First, a key fact about Nature that we often forget.

Nature likes to hide things.  Particularly when something is wrong.  

It’s a fundamental trait that has developed in pretty much every species on the planet.  Are you sick?  Weak?  Injured?  Well, you better hide it as much as possible, otherwise something will come along, notice you’re indisposed, and then eat you for lunch.  This trait also manifests itself in entire networks of interdependent and related organisms (i.e., ecosystems).  By the time it’s easy to observe a systemic problem, the damage is often irreversible.

So, it’s not enough for us to be well educated and observant.  We need superhuman powers to help us visualize what’s really happening in Nature.

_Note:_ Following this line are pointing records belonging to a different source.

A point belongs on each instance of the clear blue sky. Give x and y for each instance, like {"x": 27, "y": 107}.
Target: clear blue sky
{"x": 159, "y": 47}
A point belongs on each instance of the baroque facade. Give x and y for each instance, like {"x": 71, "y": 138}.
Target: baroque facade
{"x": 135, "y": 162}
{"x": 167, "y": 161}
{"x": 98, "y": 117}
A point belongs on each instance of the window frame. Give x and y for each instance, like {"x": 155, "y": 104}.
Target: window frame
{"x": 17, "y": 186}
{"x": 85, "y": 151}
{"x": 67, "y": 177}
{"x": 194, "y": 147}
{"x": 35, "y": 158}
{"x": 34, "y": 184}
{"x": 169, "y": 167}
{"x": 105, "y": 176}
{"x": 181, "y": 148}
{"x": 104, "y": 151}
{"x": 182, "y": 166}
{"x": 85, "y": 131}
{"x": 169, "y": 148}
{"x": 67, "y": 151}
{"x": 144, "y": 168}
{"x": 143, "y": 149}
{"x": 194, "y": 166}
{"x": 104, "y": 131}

I believe artificial life combined with augmented reality is the magic key.  We can help Nature tell us her secrets by creating artificial life forms directly connected to all the data repositories we’ve already created for collecting and tracking environmental data.  Imagine the appearance and behaviors of these artificial life forms changing based on these data, generating powerful human-observable moments.  And finally, imagine these artificial life forms living in an augmented reality space overlaid on the natural world.

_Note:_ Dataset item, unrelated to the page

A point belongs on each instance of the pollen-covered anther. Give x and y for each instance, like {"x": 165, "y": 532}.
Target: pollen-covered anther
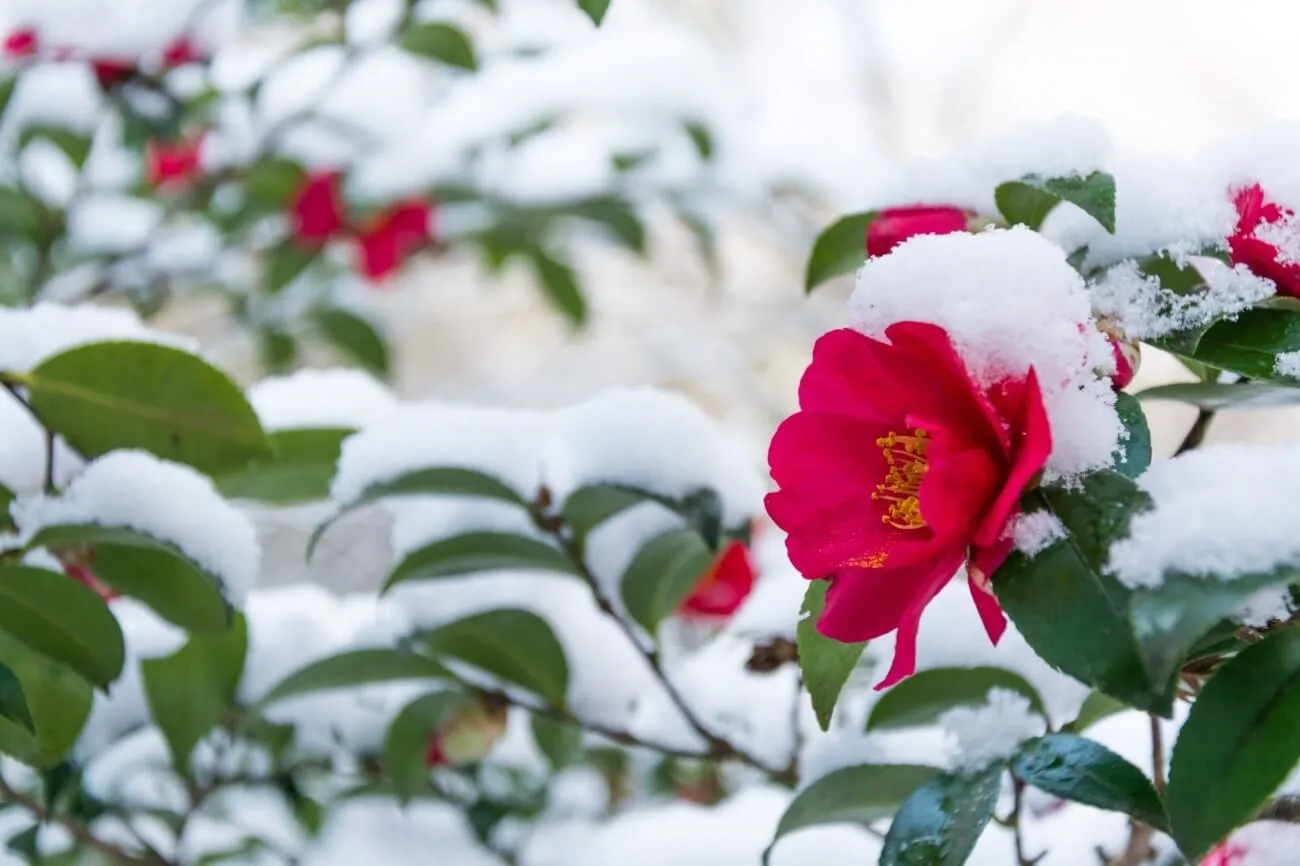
{"x": 906, "y": 466}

For example, take the beautiful concept of the Kodama from the movie Princess Mononoke.

kodama on tree

Kodama are small mystical creatures living in the forest that represent the spirits of all the trees.  Their behavior and appearance in the movie is directly related to the health of all the trees they inhabit.  For example, when the trees get sick, the kodama can be seen falling from the air and dissolving into the ground.

Now, imagine walking up to a tree in the physical world.

oak-tree

Is that tree really healthy?  Not sure, since trees (like most life forms) are pretty good at hiding things (until it’s too late).  Is the forest in which this tree lives getting enough water?  Is the water table polluted?

Sure, you could pull environmental data up on your smartphone and look at graphs and charts and summarized reports.

But those are all cold data, with no sense of life to them.

Rather, imagine watching the data express itself through a family of Kodama that live around the tree.  Imagine looking through your smart phone into an augmented reality space full of artificial life with which you can interact and communicate.

Oh no, all the Kodama are brown and withered!  That means drought!   Oh, they’re all walking over to that other tree.  There must be water over there.  Wait, they’re mutating into something weird.  Some kind of pollution?  The imaginative possibilities, let alone the entertaining and engaging gaming scenarios, are endless.

Effective learning and true understanding comes from emotional resonance.

And nothing resonates more with human beings than life connected to life.